YAML Configuration Guide
YAML is the recommended configuration format for StreamForge. It keeps routing, filters, transforms, headers, and observability settings readable in code review.
Minimal Pipeline
appid: streamforge
bootstrap: kafka:9092
input: source-topic
output: destination-topic
offset: latest
threads: 4
Format Detection
StreamForge detects the config format from the file extension.
CONFIG_FILE=config.yaml ./target/release/streamforge
CONFIG_FILE=config.yml ./target/release/streamforge
CONFIG_FILE=config.json ./target/release/streamforge
Use YAML for hand-written pipeline configs.
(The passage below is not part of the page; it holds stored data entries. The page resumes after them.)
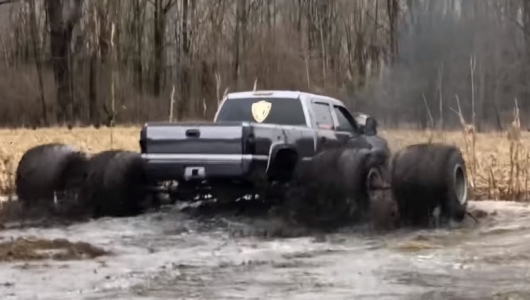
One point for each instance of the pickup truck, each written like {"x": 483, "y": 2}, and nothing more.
{"x": 303, "y": 153}
{"x": 266, "y": 142}
{"x": 256, "y": 138}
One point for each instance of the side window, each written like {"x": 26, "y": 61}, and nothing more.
{"x": 323, "y": 116}
{"x": 346, "y": 121}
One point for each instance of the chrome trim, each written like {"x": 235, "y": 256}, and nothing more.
{"x": 203, "y": 157}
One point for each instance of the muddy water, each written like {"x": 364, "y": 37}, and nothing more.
{"x": 167, "y": 255}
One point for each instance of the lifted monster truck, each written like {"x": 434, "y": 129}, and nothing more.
{"x": 308, "y": 153}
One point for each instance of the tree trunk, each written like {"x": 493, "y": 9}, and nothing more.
{"x": 38, "y": 61}
{"x": 60, "y": 39}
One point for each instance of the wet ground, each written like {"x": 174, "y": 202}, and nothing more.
{"x": 167, "y": 255}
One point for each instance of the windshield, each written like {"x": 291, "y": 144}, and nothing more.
{"x": 282, "y": 111}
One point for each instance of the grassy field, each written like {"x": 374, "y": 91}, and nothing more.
{"x": 497, "y": 166}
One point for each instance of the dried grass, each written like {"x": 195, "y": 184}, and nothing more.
{"x": 498, "y": 163}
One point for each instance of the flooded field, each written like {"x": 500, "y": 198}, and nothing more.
{"x": 167, "y": 255}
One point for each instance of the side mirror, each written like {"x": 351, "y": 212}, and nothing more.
{"x": 367, "y": 124}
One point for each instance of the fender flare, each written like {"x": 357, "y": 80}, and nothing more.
{"x": 275, "y": 148}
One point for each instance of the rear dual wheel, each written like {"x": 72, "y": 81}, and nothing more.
{"x": 429, "y": 183}
{"x": 344, "y": 186}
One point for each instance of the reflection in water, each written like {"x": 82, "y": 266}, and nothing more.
{"x": 168, "y": 256}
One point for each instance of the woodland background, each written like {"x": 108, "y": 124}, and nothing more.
{"x": 406, "y": 62}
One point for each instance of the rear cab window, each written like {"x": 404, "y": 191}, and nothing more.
{"x": 267, "y": 110}
{"x": 322, "y": 113}
{"x": 345, "y": 120}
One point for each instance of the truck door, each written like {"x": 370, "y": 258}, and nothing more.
{"x": 346, "y": 128}
{"x": 325, "y": 126}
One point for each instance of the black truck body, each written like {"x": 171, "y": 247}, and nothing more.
{"x": 236, "y": 147}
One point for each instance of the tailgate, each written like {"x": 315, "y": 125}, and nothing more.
{"x": 193, "y": 138}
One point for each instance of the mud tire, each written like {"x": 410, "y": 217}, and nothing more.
{"x": 47, "y": 169}
{"x": 426, "y": 177}
{"x": 330, "y": 190}
{"x": 115, "y": 185}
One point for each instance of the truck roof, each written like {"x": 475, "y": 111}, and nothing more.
{"x": 279, "y": 94}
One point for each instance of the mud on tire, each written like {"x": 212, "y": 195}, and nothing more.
{"x": 429, "y": 179}
{"x": 49, "y": 170}
{"x": 330, "y": 190}
{"x": 115, "y": 184}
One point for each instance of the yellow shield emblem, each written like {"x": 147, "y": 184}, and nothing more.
{"x": 260, "y": 110}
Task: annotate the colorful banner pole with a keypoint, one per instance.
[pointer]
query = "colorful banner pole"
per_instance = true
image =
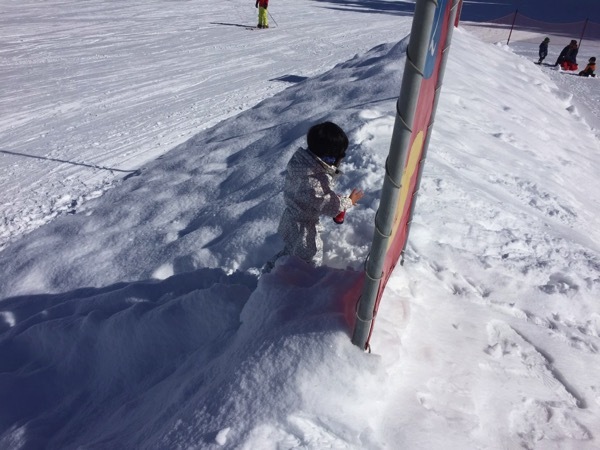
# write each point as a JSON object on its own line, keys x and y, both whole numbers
{"x": 415, "y": 109}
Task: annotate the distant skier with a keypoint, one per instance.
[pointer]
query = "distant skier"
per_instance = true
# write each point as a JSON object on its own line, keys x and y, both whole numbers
{"x": 589, "y": 69}
{"x": 543, "y": 50}
{"x": 308, "y": 193}
{"x": 568, "y": 56}
{"x": 262, "y": 13}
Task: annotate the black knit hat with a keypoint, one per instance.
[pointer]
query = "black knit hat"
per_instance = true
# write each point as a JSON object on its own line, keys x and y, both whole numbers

JSON is still accepted for generated configs.
Routing Shape
routing:
routing_type: "filter"
destinations:
- output: "analytics-orders"
description: "US orders over the analytics threshold"
filter: "and($region == 'us', $amount >= 100)"
transform: "construct(order_id=$order_id, customer_id=$customer.id, amount=$amount)"
key_transform: "$order_id"
headers:
x-pipeline: "orders-analytics"
V2 DSL in YAML
StreamForge docs use V2 DSL only.
Use compact expressions for short routes:
filter: "$customer.tier == 'premium'"
transform: "construct(user_id=$user.id, tier=$customer.tier)"
key_transform: "$user.id"
Use folded strings for longer expressions:
filter: >
and(
$event_type == 'order_completed',
$customer.tier == 'premium',
$order.amount >= 100
)
transform: >
construct(
order_id=$order.id,
customer_id=$customer.id,
amount=$order.amount,
region=$region,
created_at=$event_time
)
Multi-Destination Example
routing:
routing_type: "filter"
destinations:
- output: "validated-users"
description: "Users with valid email format"
filter: "regex(field('/user/email'), '^[^@]+@[^@]+\\.[^@]+$')"
transform: "construct(id=$user.id, email=$user.email, name=$user.name)"
key_transform: "$user.id"
- output: "premium-orders"
description: "Confirmed high-value orders"
filter: "and($order.total > 500, $order.status == 'confirmed')"
transform: "construct(order_id=$order.id, total=$order.total, customer=$customer.email)"
key_transform: "$order.id"
- output: "partner-safe-events"
description: "Approved fields only for partner systems"
filter: "and($consent.third_party == true, exists('/properties/non_pii'))"
transform: "construct(event=$event_type, properties=$properties.non_pii)"
key_transform: "hash('SHA256', $user.id)"
PII Redaction Pattern
routing:
routing_type: "filter"
destinations:
- output: "user-events-analytics"
filter: "exists('/user/id')"
transform: "construct(user_id=$user.id, event_type=$event_type, timestamp=$timestamp, region=$region)"
key_transform: "hash('SHA256', $user.id)"
- output: "events-third-party"
filter: "$consent.third_party == true"
transform: "construct(event=$event_type, properties=$properties.non_pii)"
key_transform: "hash('SHA256', $user.id)"
CDC Pattern
routing:
routing_type: "filter"
destinations:
- output: "datalake-orders"
filter: "or($payload.op == 'c', $payload.op == 'u')"
transform: "field('/payload/after')"
key_transform: "$payload.after.id"
- output: "datalake-orders-deleted"
filter: "$payload.op == 'd'"
transform: "construct(id=$payload.before.id, deleted_at=$payload.ts_ms)"
key_transform: "$payload.before.id"
- output: "datalake-schema-changes"
filter: "$payload.op == 's'"
transform: "field('/payload')"
Performance
threads: 8
performance:
fetch_min_bytes: 1048576
fetch_max_wait_ms: 100
max_partition_fetch_bytes: 5242880
batch_size: 2000
linger_ms: 20
compression: "zstd"
Retry and DLQ
retry:
max_attempts: 3
initial_delay_ms: 100
max_delay_ms: 30000
multiplier: 2.0
jitter: 0.1
dlq:
enabled: true
topic: "streamforge-dlq"
include_original_headers: true
include_stack_trace: false
max_dlq_retries: 3
Observability
observability:
metrics_enabled: true
metrics_port: 8080
metrics_path: "/metrics"
lag_monitoring_enabled: true
lag_monitoring_interval_secs: 30
Validation
cargo run --quiet --bin streamforge-validate -- config.yaml
Validation checks the YAML shape, routing destinations, filters, transforms, key transforms, and supported operational settings before you deploy.